Phil was raised by his over protective, over bearing mother. He was an only child except for his twin brother who died only a few hours after they were born. Both children were born six weeks premature at a mere three pounds each. They were immediately put into incubators with oxygen tubes pumping life into their tiny, weak lungs. Phil survived while his brother died with the collapse of his lungs. Phil, of course, doesn't remember any of this, but his mother told him the story repeatedly in her "you should be grateful to be alive" speech. On the phone the lawyer told Phil that his father had left him everything he owned in his will including twenty thousand dollars and a house in Nashville, Tennessee. This was a great opportunity for Phil to change his life and get out of his usual grind of stocking car parts in a warehouse. 
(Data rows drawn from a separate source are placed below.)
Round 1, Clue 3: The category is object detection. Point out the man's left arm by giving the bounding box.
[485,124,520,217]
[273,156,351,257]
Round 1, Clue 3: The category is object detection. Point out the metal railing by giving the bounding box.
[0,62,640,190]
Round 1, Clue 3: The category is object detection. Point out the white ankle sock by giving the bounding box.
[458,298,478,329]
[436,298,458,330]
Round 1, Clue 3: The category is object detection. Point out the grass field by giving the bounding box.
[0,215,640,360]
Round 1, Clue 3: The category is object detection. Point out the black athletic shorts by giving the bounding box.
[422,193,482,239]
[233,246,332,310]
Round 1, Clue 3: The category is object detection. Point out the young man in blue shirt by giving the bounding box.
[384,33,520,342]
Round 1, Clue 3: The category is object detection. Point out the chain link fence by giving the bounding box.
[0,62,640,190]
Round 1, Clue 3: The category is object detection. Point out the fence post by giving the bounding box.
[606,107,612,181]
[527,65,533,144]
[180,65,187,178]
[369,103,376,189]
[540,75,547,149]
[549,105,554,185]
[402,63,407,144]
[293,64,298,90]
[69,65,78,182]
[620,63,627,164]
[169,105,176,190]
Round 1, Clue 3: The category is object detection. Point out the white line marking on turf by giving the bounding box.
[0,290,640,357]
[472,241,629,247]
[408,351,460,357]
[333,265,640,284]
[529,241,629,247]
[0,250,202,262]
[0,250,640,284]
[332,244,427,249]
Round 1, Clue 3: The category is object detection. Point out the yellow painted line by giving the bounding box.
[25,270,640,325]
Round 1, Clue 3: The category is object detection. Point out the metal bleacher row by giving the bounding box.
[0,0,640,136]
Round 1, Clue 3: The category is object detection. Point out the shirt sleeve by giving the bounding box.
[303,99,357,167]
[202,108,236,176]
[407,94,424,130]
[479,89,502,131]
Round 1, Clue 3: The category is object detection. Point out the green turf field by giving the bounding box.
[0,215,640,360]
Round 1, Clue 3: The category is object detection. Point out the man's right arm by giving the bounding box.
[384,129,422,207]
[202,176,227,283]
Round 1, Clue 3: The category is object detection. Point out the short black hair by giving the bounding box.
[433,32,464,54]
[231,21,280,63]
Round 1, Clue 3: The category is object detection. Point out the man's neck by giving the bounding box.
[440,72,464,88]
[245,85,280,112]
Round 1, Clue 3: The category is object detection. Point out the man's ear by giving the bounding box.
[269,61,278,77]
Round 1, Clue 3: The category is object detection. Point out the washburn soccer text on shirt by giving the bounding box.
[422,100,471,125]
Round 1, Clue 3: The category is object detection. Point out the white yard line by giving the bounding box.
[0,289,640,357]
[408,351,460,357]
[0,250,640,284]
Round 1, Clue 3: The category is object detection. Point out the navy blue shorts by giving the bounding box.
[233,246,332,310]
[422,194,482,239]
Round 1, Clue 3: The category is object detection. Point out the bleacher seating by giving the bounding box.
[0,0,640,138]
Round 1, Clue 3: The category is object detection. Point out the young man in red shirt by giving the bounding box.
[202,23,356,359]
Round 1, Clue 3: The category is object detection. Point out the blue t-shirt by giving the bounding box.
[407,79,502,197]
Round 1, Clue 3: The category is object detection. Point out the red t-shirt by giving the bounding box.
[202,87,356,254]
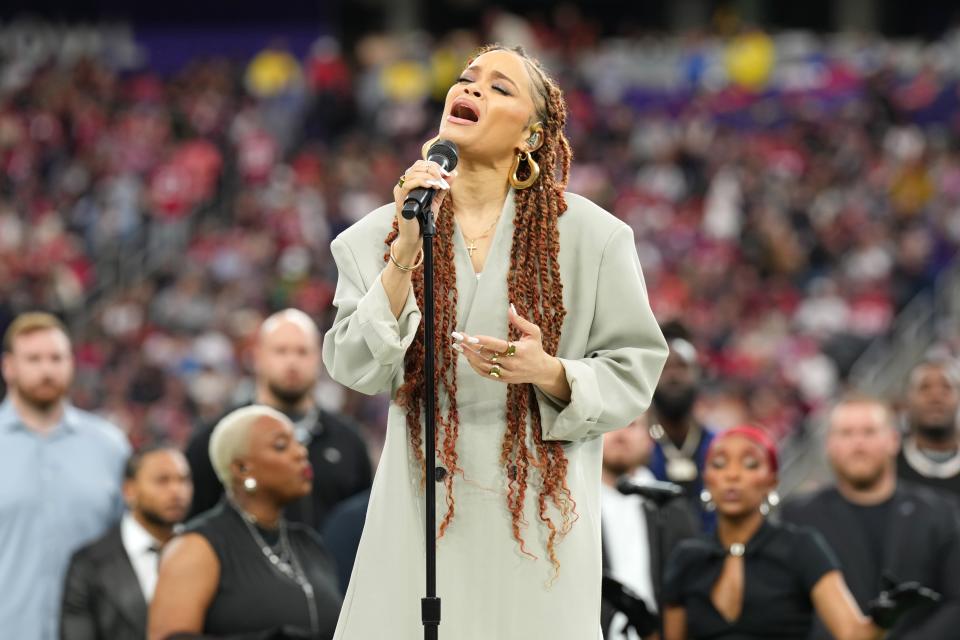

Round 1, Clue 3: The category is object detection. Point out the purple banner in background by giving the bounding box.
[134,24,327,75]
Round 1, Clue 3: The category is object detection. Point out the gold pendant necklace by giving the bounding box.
[460,214,500,258]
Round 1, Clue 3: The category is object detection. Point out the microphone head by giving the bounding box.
[427,140,460,171]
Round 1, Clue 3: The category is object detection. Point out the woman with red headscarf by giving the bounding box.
[663,426,939,640]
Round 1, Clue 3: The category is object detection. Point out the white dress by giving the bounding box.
[323,192,667,640]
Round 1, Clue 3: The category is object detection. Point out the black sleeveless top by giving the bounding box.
[184,500,342,640]
[663,521,840,640]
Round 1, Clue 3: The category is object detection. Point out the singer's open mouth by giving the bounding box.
[450,100,480,122]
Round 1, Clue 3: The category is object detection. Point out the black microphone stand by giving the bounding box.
[420,205,440,640]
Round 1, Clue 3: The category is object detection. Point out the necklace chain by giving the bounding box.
[229,500,320,634]
[460,214,500,242]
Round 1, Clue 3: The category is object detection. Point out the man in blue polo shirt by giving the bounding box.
[0,313,130,640]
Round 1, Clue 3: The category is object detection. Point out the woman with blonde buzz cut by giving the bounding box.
[148,405,340,640]
[323,46,667,640]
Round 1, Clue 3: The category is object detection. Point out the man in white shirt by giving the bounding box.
[600,416,698,640]
[60,447,193,640]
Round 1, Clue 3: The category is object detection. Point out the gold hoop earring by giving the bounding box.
[510,151,540,189]
[420,136,440,160]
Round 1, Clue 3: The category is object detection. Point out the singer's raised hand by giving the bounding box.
[393,160,457,256]
[381,160,456,318]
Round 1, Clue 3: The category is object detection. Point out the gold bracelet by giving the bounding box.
[390,242,423,273]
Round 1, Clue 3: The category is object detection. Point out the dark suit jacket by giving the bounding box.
[185,410,373,531]
[321,489,370,594]
[600,490,700,636]
[60,525,147,640]
[780,481,960,640]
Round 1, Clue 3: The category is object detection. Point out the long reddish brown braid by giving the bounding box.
[384,45,577,576]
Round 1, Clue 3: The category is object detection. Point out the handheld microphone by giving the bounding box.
[617,476,683,505]
[401,140,460,226]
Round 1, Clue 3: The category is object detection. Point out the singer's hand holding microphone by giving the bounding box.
[393,140,457,265]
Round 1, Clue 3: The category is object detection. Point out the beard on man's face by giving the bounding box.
[837,465,884,491]
[14,378,67,411]
[653,386,697,421]
[267,380,313,406]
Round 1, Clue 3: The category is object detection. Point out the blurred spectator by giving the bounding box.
[650,323,714,530]
[897,360,960,504]
[0,313,130,640]
[148,405,341,640]
[781,396,960,640]
[0,16,960,480]
[663,426,936,640]
[60,446,193,640]
[187,309,373,530]
[600,416,700,640]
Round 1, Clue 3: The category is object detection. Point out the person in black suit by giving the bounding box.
[186,309,373,531]
[320,489,370,594]
[781,396,960,640]
[897,359,960,506]
[60,447,192,640]
[600,416,699,640]
[662,425,939,640]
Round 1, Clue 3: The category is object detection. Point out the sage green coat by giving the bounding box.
[323,192,667,640]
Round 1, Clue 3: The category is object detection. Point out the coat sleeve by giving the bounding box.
[323,237,421,395]
[536,225,667,441]
[60,553,100,640]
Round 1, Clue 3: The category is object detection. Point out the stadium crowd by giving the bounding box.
[0,7,960,637]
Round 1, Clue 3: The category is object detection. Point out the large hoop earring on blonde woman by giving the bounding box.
[510,151,540,189]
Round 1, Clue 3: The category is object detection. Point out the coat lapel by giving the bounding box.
[454,189,516,338]
[100,527,147,628]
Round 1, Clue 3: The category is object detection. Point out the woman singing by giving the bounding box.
[149,405,340,640]
[663,427,937,640]
[323,47,667,640]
On Sunday morning Phil left Ohio to head down south and start his new life. He would be back to get his belongings after he meets the lawyer and settles into his new house. This made up for the pain of not having a father and now the fatherless childhood he suffered for twenty-six years seemed like a worthy sacrifice. He met the lawyer at the house, signed the papers, and relaxed on his new living room couch. The house was a big three bedroom, two story home built in the nineteen twenties. It was furnished nicely and the basement had just been renovated. The basement was empty with a fresh cement floor. It looked clean and new except for a bubbled up part of cement in the middle of the floor. Phil didn't spend much time looking around down there because the lawyer informed him that is where his father killed himself. The worst thing about the house was the lack of water pressure, but that was no big deal, Phil would just have to take longer showers. He would eventually have to use some of the inheritance money to fix the plumbing. 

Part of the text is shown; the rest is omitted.